Even if the players might sometimes want more rest, they understand the operation is humming for the first time in almost 20 years. Fox and Sabonis, franchise tentpoles, have been through enough to grasp the preciousness of this chance.

Fox has seen so much in his six seasons — including four different head coaches, and the Kings drafting Marvin Bagley III over Luka Doncic. In 2019, the team finally seemed to have a direction under coach Dave Joerger — and with a young core of Fox, Buddy Hield, Bogdan Bogdanovic, Bagley, and Harry Giles. All but Fox are long gone.

“I wouldn’t say I can’t believe we’re here now, but I do think sometimes, ‘Wow, we’ve come a long way,'” Fox says. “A lot of things happened. A lot of things didn’t work out. But I always knew it would take time to win.”

Sabonis has already been a part of three landmark trades, starting with the Thunder’s move in 2016 to acquire his draft rights and Victor Oladipo from the Orlando Magic in exchange for Serge Ibaka.
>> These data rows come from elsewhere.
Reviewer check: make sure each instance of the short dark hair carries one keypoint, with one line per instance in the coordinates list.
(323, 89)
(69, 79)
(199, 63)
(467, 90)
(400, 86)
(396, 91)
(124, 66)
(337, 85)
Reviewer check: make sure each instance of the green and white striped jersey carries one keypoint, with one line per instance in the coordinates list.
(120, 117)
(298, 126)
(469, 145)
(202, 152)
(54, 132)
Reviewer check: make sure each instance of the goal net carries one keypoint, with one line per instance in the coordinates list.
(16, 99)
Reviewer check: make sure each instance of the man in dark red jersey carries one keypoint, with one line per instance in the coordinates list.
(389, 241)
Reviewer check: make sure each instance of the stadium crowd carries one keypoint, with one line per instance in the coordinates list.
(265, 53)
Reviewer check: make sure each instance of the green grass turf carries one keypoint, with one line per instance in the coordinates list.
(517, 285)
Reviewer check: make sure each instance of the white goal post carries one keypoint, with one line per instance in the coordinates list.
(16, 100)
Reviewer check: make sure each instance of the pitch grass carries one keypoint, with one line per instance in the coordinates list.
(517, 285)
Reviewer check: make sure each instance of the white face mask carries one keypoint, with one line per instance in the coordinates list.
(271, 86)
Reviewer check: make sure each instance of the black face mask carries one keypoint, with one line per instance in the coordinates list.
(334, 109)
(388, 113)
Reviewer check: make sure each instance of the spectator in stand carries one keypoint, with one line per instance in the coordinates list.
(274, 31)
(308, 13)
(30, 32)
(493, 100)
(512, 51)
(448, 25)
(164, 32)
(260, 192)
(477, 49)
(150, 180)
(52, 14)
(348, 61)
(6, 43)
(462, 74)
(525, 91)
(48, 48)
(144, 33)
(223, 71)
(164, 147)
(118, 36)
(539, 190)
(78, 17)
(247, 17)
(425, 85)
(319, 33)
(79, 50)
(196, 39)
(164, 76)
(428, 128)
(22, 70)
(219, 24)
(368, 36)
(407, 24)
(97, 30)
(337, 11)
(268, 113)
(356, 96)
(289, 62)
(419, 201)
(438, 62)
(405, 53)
A year later, he was on the move again — to Indiana, with Paul George coming to the Thunder.

Sabonis was heartbroken. “The Thunder were like my first love,” he says. In the weeks before the trade, Thunder officials had talked to Sabonis about playing him more at center — the position he preferred. He pictured himself in Oklahoma City long-term.

As free agency approached, Sabonis heard rumors the Thunder might sign Blake Griffin and worried he could end up traded as a result. When news broke that the Clippers had re-signed Griffin, Sabonis was relieved and went to bed to rest up for his summer league game the next day. Minutes later, Thunder officials called to tell him he had been traded. “I was in shock,” he says. “Like, are you joking? I was not so happy.”

He empathized last season, he says, when he saw Haliburton’s emotional reaction to their trade — a second-year player who had embraced one team coming to grips with that franchise sending him elsewhere.

The Kings still have a ton to prove. Rivals respect them, but don’t fear them — yet. They don’t have a ton of stylistic or rotational variety. They rank 25th in points allowed per possession, with limitations at several key positions — including Sabonis’ shaky rim protection.

There are hints that they might be better than that on defense. They nail a lot of the low-hanging fundamentals: transition defense, rebounding, foul avoidance. They don’t allow many 3s or shots at the rim. Opponents have shot well from almost every range. Is some of that bad luck? Or is it the result of the Kings being a bit small across the board?

The playoffs will be telling. The Kings are gearing up for the challenge. They are eager to test themselves.

Sabonis is at peace. He thinks back to the flight, and the mean tweets, and the things he repeated to steel himself.

“I know what I bring as a player,” he says. “The Kings wanted me. They wanted to build the team around Fox and me. The goal was to change the franchise. The comments didn’t matter. What mattered was how much the Kings loved me.”